The faces that I received in response to me telling people that I went to McNair Academic High School are still etched into my brain. They would open their mouth and eyes really wide and say "You got into McNair?" as if it was impossible for a person of my status to be intelligent. My senior year of high school, one of my teachers confessed to me that he would have never imagined that I was such a good writer based on my appearance. Years later, I am still processing what that means. Do I not look as smart as my peers because I am Latina? I did not know that a certain type of person looked more intelligent than another. Sometimes I feel as though I have to work harder to prove myself because my ethnicity is used against me; that it’s a hindrance rather than an advantage.

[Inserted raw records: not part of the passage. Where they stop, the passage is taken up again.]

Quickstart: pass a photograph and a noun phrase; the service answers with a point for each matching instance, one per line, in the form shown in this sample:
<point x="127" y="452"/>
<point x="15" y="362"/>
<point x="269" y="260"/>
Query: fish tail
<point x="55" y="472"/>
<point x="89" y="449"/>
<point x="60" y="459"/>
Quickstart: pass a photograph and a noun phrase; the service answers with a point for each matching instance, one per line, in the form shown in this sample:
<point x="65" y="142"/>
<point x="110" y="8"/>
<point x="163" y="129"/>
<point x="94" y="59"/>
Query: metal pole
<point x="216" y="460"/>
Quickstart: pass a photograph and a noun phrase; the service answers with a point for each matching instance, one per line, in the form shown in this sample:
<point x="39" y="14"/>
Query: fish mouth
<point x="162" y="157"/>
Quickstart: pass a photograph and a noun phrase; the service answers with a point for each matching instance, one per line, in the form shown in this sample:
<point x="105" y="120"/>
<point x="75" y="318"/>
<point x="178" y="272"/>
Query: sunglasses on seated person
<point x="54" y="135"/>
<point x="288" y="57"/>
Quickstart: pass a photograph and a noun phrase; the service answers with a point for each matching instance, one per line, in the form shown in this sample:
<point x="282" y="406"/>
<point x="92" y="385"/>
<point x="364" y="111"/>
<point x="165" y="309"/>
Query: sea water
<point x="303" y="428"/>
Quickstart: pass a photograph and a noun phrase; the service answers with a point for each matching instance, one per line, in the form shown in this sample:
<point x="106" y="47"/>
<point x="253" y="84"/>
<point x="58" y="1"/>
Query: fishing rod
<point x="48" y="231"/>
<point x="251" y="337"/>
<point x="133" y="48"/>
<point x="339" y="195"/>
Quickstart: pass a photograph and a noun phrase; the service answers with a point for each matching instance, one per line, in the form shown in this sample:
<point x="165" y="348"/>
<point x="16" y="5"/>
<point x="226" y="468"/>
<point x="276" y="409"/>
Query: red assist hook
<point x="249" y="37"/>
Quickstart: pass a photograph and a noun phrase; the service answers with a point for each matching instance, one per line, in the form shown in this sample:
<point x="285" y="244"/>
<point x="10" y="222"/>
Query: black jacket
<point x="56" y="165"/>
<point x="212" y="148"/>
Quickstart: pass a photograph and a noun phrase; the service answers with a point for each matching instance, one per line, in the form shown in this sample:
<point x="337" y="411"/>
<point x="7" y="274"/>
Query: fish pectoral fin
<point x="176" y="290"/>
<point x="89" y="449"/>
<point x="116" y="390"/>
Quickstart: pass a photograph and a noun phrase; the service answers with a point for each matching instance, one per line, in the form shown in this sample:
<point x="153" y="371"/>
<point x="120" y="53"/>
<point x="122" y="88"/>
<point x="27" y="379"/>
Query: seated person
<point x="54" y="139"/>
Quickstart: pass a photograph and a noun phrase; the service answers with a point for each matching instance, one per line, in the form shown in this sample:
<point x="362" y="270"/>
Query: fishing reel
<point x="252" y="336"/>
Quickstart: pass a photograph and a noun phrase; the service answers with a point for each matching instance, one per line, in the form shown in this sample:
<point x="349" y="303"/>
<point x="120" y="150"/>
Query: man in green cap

In the end, you are what you identify with. Nobody can tell you to pick a side or a culture. Nobody can tell you who you are. I choose to be proud of my Dominican heritage, my traditions, my cuisine, my music and my culture. I choose to keep my roots alive. I may never be as Dominican as those who live in the Dominican Republic, but Dominican identity should not be put on a scale. I will not let others make me feel as a lesser Dominican because I do not live there. I am blessed that my parents brought me to the US for greater opportunities, and I am eternally grateful for that. I am not against assimilation into American culture, because everybody wants to fit in. I admit that I have adopted American traditions and even an American way of thinking. So what am I? I am an American by circumstance and I am a Dominican by choice. I am both.